大手メーカー「コマツ」、「オムロン」などで7年間、アナログ回路エンジニアとして設計・評価業務に従事。
ECU、PLCなどのエレキ開発経験を多数持つほか、機械商社での就労経験も有する。
株式会社アイズ運営の機電系フリーランスエンジニア求人情報「FREEAID」専属ライターとして、
機電分野の知識と実務経験を活かし、専門性の高い記事執筆を行っている。

寄生容量は電子機器のあらゆる所に意図せず発生する容量成分であり、特に高速通信回路や高インピーダンス回路で問題になるため、回路・レイアウト設計による細やかな対策が必要です。本記事では、寄生容量が大きくなりやすい場所や影響の大きさ、回路・レイアウト設計で対策する際の勘所を詳しく解説します。

寄生容量(浮遊容量)とは?

寄生容量(浮遊容量)とは

最初に、寄生容量とは何かについて触れておきます。寄生容量とは、導体同士が近接することで、回路設計者が意図しない形で生じる容量のことです。電子回路には様々な導体が存在することから、寄生容量は必然的に存在する物理的な要素であり、配線や部品配置、基板構造によってその大きさが決まります。

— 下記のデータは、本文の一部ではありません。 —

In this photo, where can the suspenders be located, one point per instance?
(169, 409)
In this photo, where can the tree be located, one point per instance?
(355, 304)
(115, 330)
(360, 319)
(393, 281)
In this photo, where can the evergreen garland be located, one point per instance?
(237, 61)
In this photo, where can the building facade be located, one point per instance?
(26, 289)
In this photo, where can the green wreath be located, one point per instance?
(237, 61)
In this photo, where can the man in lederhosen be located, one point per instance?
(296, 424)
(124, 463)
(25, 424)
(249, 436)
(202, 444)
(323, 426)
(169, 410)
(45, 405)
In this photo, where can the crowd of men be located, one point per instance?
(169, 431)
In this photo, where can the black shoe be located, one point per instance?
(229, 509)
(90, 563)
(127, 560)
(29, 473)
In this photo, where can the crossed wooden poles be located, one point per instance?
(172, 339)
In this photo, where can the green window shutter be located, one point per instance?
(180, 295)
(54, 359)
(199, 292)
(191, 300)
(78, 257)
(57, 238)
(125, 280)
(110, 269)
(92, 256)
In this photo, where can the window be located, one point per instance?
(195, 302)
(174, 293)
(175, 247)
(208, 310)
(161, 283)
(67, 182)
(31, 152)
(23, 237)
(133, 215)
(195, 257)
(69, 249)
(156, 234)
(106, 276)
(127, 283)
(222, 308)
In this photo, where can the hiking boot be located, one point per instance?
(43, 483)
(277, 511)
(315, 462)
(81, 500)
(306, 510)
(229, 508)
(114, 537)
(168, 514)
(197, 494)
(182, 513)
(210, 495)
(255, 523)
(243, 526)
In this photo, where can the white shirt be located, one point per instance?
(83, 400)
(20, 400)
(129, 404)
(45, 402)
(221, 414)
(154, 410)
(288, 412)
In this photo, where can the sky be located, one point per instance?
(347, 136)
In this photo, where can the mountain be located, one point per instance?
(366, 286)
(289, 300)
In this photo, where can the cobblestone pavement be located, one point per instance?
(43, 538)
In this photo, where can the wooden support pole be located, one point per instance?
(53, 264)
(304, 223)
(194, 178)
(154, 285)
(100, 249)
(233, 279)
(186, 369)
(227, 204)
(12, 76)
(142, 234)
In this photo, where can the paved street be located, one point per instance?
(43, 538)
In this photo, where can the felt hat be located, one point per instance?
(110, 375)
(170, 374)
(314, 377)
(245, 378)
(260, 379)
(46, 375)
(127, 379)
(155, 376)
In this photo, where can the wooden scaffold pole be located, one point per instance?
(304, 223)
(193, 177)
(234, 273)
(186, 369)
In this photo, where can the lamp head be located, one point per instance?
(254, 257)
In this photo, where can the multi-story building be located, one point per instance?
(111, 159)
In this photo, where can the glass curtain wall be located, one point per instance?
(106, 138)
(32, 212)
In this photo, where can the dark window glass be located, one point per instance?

この寄生容量は回路の容量特性を変えてしまうため昔から問題となってきましたが、特に近年は信号の高速化や高密度実装、高インピーダンス化が進んだことで、より影響度が大きくなっています。そのため現在の回路設計では、寄生容量が発生することを前提に、回路動作に問題が生じないよう設計段階で対策することが求められています。

寄生容量の発生場所と影響

寄生容量の発生場所と影響

寄生容量は導体同士が近接している場所であればどこでも発生しますが、特に問題になりやすいのは、導体同士の距離が近く、面積が大きく、並行する長さが長い部分です。ここでは、特に対策が必要になりやすい回路要素と、寄生容量が与える影響を解説します。

並行配線によるクロストーク

プリント基板上で信号線同士を長い距離にわたって並行に配置すると、配線同士がコンデンサとして働き、大きめの寄生容量が発生します。この状態では、信号の電圧が変化するたびに寄生容量を通じて隣の配線へ信号が回り込むことがあります。この現象はクロストークと呼ばれ、高速通信やクロック信号などでは誤動作や通信エラーの原因になることがあります。

多層基板における層間容量

多層基板では信号層とグランド層、あるいは電源層が広い面積で向かい合う構造が一般的であり、このような配置では層間に比較的大きな寄生容量が形成されます。この容量は電源の高周波ノイズを吸収する役割を果たすこともあり、回路の安定化に寄与する場合もありますが、高インピーダンス回路や高速信号回路では信号特性を変化させる要因になることがあります。

増幅回路における発振や応答特性の変化

オペアンプや増幅回路では、入力端子やフィードバック経路の配線が周囲の導体と近接することで寄生容量が形成されます。特に入力インピーダンスが高く、ゲインが大きい回路では、この寄生容量によって位相特性が変化し、回路が不安定になることがあります。数pF程度の小さな容量でも発振の原因になりえるので、入力配線の長さや配置が回路の安定性を左右する重要な要素になります。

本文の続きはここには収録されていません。